その実感が、胸の奥にじんわりと広がっていく。
「ね、少し自信ついたでしょ?」
「……はい。少し、ですけど」
その返事に、彼女はやさしく笑った。
「その“少し”が大事なの。自信は、そうやって育てていくんだから」
「今日のこと、ちゃんと覚えておいて。

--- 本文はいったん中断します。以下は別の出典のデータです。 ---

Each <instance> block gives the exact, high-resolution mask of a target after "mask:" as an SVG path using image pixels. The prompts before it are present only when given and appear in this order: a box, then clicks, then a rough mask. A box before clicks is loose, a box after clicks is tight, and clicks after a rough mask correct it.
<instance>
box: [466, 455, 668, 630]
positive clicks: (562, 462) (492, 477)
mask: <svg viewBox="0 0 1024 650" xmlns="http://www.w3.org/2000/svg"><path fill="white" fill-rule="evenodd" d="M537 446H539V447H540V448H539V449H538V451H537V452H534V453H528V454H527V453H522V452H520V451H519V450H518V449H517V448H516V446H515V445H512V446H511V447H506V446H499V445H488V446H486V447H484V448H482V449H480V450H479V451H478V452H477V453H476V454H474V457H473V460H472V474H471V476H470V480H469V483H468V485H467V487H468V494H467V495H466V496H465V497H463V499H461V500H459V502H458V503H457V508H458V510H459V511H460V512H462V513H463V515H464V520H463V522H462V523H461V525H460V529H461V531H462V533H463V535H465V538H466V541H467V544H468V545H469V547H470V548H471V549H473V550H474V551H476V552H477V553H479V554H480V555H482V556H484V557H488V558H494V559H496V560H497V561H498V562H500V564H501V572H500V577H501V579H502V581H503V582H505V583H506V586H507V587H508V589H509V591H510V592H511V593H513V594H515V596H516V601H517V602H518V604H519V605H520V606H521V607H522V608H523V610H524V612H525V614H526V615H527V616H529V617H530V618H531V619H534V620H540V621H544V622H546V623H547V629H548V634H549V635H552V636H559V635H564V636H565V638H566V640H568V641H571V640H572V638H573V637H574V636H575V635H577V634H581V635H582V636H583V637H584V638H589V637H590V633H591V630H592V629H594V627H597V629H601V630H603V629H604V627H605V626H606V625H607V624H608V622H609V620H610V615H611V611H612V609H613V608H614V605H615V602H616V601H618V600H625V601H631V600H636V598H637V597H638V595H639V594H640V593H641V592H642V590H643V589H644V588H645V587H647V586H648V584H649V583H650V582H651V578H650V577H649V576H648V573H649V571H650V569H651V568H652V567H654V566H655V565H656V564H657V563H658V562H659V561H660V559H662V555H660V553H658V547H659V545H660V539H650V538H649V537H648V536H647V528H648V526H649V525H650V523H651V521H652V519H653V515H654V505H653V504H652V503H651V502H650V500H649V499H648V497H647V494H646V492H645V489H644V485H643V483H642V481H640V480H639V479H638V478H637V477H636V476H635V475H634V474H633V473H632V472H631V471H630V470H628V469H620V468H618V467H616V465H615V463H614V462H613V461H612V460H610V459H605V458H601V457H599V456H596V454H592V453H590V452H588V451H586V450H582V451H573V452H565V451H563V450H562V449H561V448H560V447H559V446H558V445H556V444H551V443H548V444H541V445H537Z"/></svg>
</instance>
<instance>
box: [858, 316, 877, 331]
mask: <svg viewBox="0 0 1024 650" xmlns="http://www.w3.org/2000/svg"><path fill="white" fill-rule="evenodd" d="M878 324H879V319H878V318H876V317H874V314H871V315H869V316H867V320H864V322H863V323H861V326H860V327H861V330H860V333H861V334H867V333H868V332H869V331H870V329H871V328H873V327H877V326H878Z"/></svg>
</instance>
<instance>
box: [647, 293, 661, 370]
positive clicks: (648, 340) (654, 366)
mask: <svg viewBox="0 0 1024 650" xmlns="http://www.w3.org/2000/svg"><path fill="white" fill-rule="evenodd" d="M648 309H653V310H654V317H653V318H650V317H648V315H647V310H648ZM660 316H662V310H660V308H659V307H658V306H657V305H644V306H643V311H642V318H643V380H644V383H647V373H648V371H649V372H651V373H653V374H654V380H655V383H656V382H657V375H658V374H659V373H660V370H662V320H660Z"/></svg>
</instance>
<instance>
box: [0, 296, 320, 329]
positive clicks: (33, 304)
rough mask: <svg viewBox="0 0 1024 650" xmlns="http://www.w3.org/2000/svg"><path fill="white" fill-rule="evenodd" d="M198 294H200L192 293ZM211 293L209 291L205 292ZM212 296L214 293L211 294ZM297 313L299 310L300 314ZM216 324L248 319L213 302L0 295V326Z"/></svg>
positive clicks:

きっとまた役に立つ日が来るからね」
(……よし、俺、やったぞ)
そう思っていた、そのとき。
「――ってことで、それ、完全に私のおかげよねー?」
どこからともなく響いてくる軽やかな声。
……出たな。
振り向くと、白衣を翻した“例の幽霊”がドヤ顔で立っていた。
「いや〜、さっすが私! 指導力、神がかってるわぁ。
新人でもここまで読めるようになるなんて……我ながら優秀!」
「……あの、褒めるなら少しは俺にも……」
完全にスルーして、彼女は続ける。
「でもさ、改めて思ったけど、心房細動の波形って……いいわよね〜!」
「いい……?」
「だって、あの不規則にザワザワした感じ!
ちょっと危なっかしくて、でも目が離せない……」
目をキラキラさせながら熱弁をふるう彼女に、俺は戸惑いを隠せなかった。
「整ってない美しさってあるじゃない?
規則正しい波も好きだけど、あのカオス……混沌の中に宿る命の音! 最高!」
「カオスの中に命の音……」
「そう! 心の荒波って感じ! 必死に鼓動してるその姿……尊いのよ!!」
「いや、ただの不整脈ですからね!? 放っといたらマジで危険なんだからな!?」
「でもその“危なさ”が……って、ちょっと! どこ行くのよ葛城くん!」
「もういい!! 余韻くらい味わわせて!!」
⸻
こうして――
はじめて心電図を「読めた」と思えた夜勤が、静かに終わった。
ただの波にしか見えなかった“心臓の声”が、少しだけ聞こえるようになった気がする。
これは、まだ小さな一歩。
けれど、その一歩が、俺に“心電図で命を守る”ということの意味を教えてくれた。
そしてきっと、次の一歩が――
俺を、さらに深い鼓動の世界へと導いていく。